The German federal government is not planning any regulation of commercial rents. This conclusion follows a ministerial answer from the Federal Ministry of Housing and Urban Development to the Greens’ parliamentary inquiry, reported by “Tagesspiegel” on Thursday. In her response, Parliamentary State Secretary Sabine Poschmann (SPD) wrote that “no urgent legislative need is apparent at present”.
She added that while the coalition agreement contained several measures concerning tenancy law, it did not cover commercial rents. “Regulations for business property prices are not included” she clarified.

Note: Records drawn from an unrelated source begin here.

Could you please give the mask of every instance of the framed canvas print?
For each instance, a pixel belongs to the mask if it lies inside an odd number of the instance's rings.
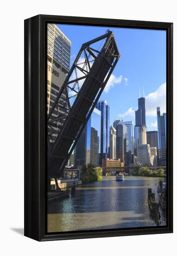
[[[25,21],[25,235],[171,233],[172,23]]]

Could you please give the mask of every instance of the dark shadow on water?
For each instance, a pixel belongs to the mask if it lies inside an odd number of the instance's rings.
[[[123,217],[121,219],[125,221],[138,221],[143,220],[144,218],[144,216],[142,216],[142,217]]]
[[[18,233],[21,236],[24,235],[24,229],[23,228],[11,228],[11,229]]]

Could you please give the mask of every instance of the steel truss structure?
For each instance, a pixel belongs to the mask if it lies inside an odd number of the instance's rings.
[[[82,45],[48,115],[48,178],[62,175],[120,56],[109,30]]]

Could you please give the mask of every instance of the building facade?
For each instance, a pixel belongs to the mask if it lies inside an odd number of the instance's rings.
[[[137,161],[144,166],[151,166],[150,146],[148,144],[138,145],[137,148]]]
[[[138,130],[138,144],[147,144],[146,127],[140,125]]]
[[[128,128],[125,124],[118,124],[116,130],[116,159],[125,165],[129,163]]]
[[[158,148],[157,131],[150,131],[146,132],[147,144],[149,144],[151,147]]]
[[[71,41],[54,24],[47,24],[47,113],[49,113],[59,91],[70,69]],[[67,95],[63,93],[63,99]],[[65,109],[56,107],[51,118],[57,117],[59,114],[65,114]],[[62,125],[62,121],[59,121],[57,125]],[[54,132],[50,139],[50,143],[55,141],[57,136],[57,128],[53,127]],[[56,133],[54,132],[56,130]]]
[[[159,165],[166,164],[166,114],[160,114],[160,108],[157,108]]]
[[[75,150],[75,166],[83,165],[100,165],[101,112],[95,108],[82,134]]]
[[[136,125],[146,126],[145,98],[139,98],[138,101],[138,109],[135,112]]]
[[[110,128],[110,157],[111,159],[116,159],[116,130],[112,126]]]
[[[123,120],[114,120],[113,123],[113,127],[114,129],[117,129],[117,126],[118,125],[120,122],[122,122]]]
[[[151,163],[153,166],[157,166],[157,154],[156,147],[150,147]]]
[[[102,167],[105,168],[106,167],[124,167],[124,164],[123,162],[121,162],[120,160],[113,160],[106,158],[106,159],[102,159]]]
[[[100,164],[108,157],[109,147],[109,106],[106,101],[98,101],[96,108],[101,111]]]

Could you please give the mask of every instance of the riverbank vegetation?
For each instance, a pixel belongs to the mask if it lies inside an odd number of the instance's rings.
[[[146,166],[140,168],[135,166],[133,169],[133,175],[135,176],[144,176],[147,177],[161,177],[164,175],[163,169],[160,169],[157,171],[151,171]]]
[[[92,164],[82,166],[81,180],[82,183],[97,182],[101,181],[102,179],[102,169],[100,167],[94,167]]]

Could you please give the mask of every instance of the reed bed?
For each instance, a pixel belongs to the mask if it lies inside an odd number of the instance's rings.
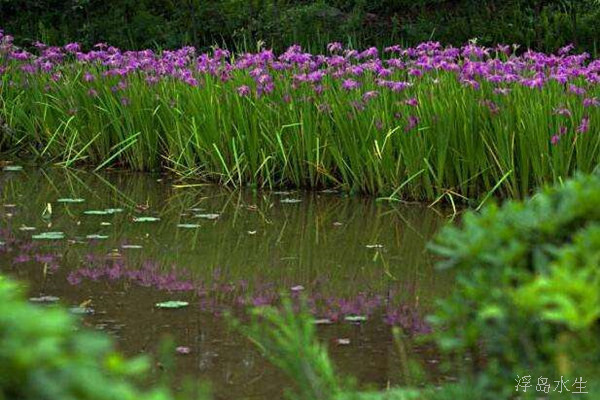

Opposition pressure comes from Hanna Steinmüller, the Green party’s deputy chair on the Bundestag’s Construction Committee. She argues that rent increases affect not only homes but also local bakeries, neighbourhood community centres and physiotherapy clinics. “For many small shops this means permanent closures” she warned the newspaper.

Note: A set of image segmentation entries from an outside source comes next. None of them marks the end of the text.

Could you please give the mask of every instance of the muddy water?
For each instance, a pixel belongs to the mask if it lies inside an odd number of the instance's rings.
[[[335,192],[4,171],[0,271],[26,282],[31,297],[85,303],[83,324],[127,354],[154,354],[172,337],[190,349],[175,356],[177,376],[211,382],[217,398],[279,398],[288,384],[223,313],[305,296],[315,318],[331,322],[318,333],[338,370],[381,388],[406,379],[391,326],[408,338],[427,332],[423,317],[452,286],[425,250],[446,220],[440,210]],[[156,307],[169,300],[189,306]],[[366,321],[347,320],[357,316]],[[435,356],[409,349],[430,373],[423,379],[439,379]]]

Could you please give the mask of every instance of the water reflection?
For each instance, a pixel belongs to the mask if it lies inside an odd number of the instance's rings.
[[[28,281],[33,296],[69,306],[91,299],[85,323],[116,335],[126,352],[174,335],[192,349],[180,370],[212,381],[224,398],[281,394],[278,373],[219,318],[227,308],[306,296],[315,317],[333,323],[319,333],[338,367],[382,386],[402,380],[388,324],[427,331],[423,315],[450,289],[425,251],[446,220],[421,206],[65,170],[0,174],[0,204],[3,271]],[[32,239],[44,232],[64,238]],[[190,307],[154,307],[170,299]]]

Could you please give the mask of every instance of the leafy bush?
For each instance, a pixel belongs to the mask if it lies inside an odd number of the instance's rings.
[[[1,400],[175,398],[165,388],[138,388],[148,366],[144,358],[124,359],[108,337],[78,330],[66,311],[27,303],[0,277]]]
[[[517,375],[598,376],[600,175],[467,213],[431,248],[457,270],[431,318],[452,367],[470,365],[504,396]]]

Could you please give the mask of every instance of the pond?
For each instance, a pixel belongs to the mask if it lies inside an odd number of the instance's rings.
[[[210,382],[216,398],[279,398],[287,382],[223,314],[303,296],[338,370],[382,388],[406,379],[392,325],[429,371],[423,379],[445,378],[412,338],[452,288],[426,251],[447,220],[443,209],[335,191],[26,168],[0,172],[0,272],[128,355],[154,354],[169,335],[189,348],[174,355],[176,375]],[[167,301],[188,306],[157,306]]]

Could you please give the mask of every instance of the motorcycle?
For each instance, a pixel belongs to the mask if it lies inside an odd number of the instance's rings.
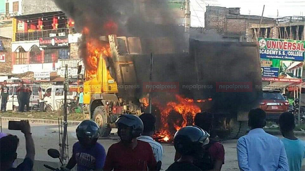
[[[56,149],[50,148],[48,150],[48,154],[52,158],[59,159],[59,161],[60,161],[60,163],[61,163],[61,166],[60,166],[60,169],[59,169],[58,168],[53,167],[48,165],[44,164],[43,166],[45,166],[45,167],[50,169],[51,170],[54,171],[70,171],[70,170],[67,169],[64,166],[63,163],[62,161],[60,159],[60,155],[59,154],[59,152],[58,151],[58,150]]]

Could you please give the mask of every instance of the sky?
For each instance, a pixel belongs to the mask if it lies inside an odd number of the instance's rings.
[[[294,16],[305,16],[305,0],[190,0],[191,25],[204,26],[206,6],[239,7],[241,14],[277,18]]]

Steinmüller criticised the government’s inaction, calling for reliable data via a commercial rent index and stronger legal safeguards through a “social commercial rent law”. While residential housing benefits from a price‑control brake and other instruments designed to curb runaway price spikes, no equivalent framework exists for commercial real estate.
In fact, nationwide commercial rent has risen by roughly ten percent between early 2021 and the end of 2025.